A new UK Public Health Survey on Friday “suggests that the Delta version is associated with an approximately 60 per cent increased risk of household transmission” compared to the Alpha version first found in the south-east of England.
So far, 42323 cases of the Delta version have been reported in the UK, up from 29,892 on June 2, according to the Public Health England. This variant currently accounts for more than 90% of new COVID-19 cases.
The alpha version caused a huge wave of COVID-19 cases in January before the mass vaccination campaign, which led to a three-month blockade as hospitals were stretched almost helplessly.
Since then, the government has increased the use of vaccines; now it has provided almost 41 million first doses, almost 29 million second doses to adults over 25 years of age.
This means that 43% of the total population is fully vaccinated and 18% – half vaccinated.
The cases are growing again. On Thursday, the daily number of new infections reached 7,393, which has not been observed since February. The government says more than 90 percent of new cases are in the Delta version.
However, the number of patients in hospitals remains low, at just over 1,000 on Thursday, նախարար Health Minister Matt Hancock says most of the patients are unvaccinated.

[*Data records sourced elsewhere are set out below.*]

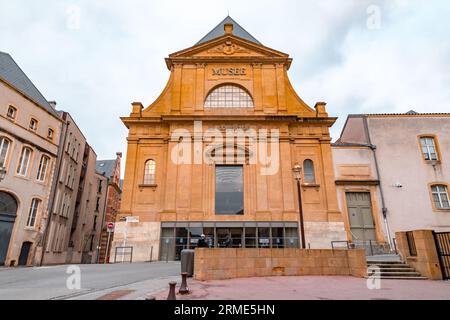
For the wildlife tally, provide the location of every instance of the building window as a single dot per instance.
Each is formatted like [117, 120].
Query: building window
[33, 124]
[4, 147]
[429, 149]
[42, 172]
[229, 96]
[24, 161]
[50, 134]
[150, 172]
[11, 112]
[229, 190]
[440, 196]
[33, 212]
[308, 171]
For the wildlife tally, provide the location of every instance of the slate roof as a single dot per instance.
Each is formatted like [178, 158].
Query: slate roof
[219, 31]
[13, 75]
[106, 167]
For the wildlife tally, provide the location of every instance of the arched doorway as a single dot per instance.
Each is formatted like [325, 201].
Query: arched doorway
[24, 253]
[8, 213]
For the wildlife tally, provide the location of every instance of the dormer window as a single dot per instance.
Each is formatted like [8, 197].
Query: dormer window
[33, 124]
[229, 96]
[11, 112]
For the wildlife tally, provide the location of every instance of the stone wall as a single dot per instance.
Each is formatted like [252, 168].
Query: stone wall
[219, 264]
[141, 236]
[426, 262]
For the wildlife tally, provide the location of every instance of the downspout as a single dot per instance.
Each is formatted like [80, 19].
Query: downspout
[62, 143]
[377, 168]
[103, 220]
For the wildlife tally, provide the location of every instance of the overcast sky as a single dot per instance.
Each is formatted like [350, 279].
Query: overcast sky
[96, 57]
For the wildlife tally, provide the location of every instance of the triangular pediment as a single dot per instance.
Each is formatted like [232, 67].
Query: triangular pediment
[229, 46]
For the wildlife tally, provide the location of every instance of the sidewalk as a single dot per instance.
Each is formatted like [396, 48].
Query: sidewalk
[311, 288]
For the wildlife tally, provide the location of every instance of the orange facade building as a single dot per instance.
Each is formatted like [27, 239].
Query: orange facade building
[215, 153]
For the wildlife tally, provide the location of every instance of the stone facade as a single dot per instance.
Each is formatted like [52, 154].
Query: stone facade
[383, 155]
[220, 264]
[184, 191]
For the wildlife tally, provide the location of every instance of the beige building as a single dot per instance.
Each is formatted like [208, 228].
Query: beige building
[30, 132]
[393, 174]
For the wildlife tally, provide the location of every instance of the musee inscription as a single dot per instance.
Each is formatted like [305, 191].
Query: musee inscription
[229, 71]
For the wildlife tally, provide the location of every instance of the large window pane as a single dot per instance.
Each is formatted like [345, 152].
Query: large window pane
[229, 190]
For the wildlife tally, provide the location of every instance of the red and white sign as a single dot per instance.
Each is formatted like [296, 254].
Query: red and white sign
[110, 226]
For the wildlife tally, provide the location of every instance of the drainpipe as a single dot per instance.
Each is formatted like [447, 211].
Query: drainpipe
[105, 207]
[62, 143]
[377, 168]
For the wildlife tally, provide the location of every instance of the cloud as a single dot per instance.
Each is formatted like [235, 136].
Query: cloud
[117, 54]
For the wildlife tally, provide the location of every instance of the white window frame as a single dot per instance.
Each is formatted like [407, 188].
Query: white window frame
[13, 116]
[150, 172]
[440, 190]
[4, 150]
[32, 214]
[22, 169]
[42, 171]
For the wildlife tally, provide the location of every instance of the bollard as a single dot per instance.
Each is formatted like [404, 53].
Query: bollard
[184, 289]
[171, 295]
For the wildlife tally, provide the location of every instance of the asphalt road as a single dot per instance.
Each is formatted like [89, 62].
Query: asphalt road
[50, 282]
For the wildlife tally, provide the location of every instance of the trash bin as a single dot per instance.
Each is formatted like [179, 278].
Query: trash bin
[187, 261]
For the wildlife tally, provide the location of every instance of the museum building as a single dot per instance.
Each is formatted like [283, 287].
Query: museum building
[220, 153]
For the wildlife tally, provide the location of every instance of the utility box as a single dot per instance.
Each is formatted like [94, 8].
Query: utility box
[187, 261]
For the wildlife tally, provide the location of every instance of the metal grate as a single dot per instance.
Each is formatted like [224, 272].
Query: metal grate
[411, 244]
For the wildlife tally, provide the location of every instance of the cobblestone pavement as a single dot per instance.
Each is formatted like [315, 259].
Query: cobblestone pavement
[311, 288]
[97, 281]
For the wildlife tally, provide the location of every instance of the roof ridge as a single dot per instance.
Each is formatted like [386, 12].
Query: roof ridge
[217, 32]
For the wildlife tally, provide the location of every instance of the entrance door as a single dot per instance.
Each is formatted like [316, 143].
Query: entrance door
[23, 258]
[359, 207]
[8, 212]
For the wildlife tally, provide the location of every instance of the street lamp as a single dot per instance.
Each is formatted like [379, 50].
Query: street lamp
[2, 173]
[297, 171]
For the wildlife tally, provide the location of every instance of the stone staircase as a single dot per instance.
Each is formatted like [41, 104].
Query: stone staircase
[395, 270]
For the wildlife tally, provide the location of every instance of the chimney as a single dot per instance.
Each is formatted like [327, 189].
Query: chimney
[321, 110]
[228, 27]
[53, 104]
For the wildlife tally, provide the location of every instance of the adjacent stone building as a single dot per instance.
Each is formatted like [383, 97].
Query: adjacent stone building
[111, 170]
[393, 174]
[215, 154]
[78, 202]
[30, 131]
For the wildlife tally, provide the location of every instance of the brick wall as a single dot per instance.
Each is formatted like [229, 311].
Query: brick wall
[219, 264]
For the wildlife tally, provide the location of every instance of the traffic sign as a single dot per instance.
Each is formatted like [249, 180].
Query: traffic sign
[110, 226]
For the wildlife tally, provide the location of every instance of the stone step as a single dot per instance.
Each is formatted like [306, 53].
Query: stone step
[402, 278]
[403, 269]
[384, 262]
[391, 266]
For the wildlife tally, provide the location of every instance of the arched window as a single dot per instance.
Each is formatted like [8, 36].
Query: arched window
[229, 96]
[4, 147]
[24, 161]
[33, 212]
[150, 172]
[308, 170]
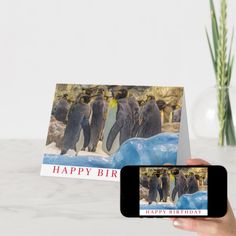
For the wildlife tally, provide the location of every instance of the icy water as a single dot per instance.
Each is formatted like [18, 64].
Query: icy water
[196, 201]
[157, 150]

The government said it believed the vaccine program was mitigating the effects of the Delta version, urging the public to pass the two strikes.
Enny Harris, executive director of the UK Health and Safety Agency, said “both doses provide significantly more protection” than the Delta version.
The UK reported 127,867 deaths from the virus, the highest in Europe.
Under the government’s roadmap, England plans to scrap social media numbers, allow large weddings from June 21, and reopen nightclubs.
But officials have said they are ready to change the date if the virus situation changes, as many businesses are demanding full reopening.
The Prime Minister of the United Kingdom Boris John Onson will announce on Monday whether the planned lifting of restrictions, which will end the restrictions on social networking, may be delayed.
“We have to be really careful. “On May 17, we had a very big opening where people could meet inside friends, in a restaurant, in a pub, ‘make friends inside,'” Nadim Za Ahavi, COVID-19 Minister for Vaccines, told Times Radio.
“And I think it is possible that this weekend we will look at the data very carefully and then share it with the nation.”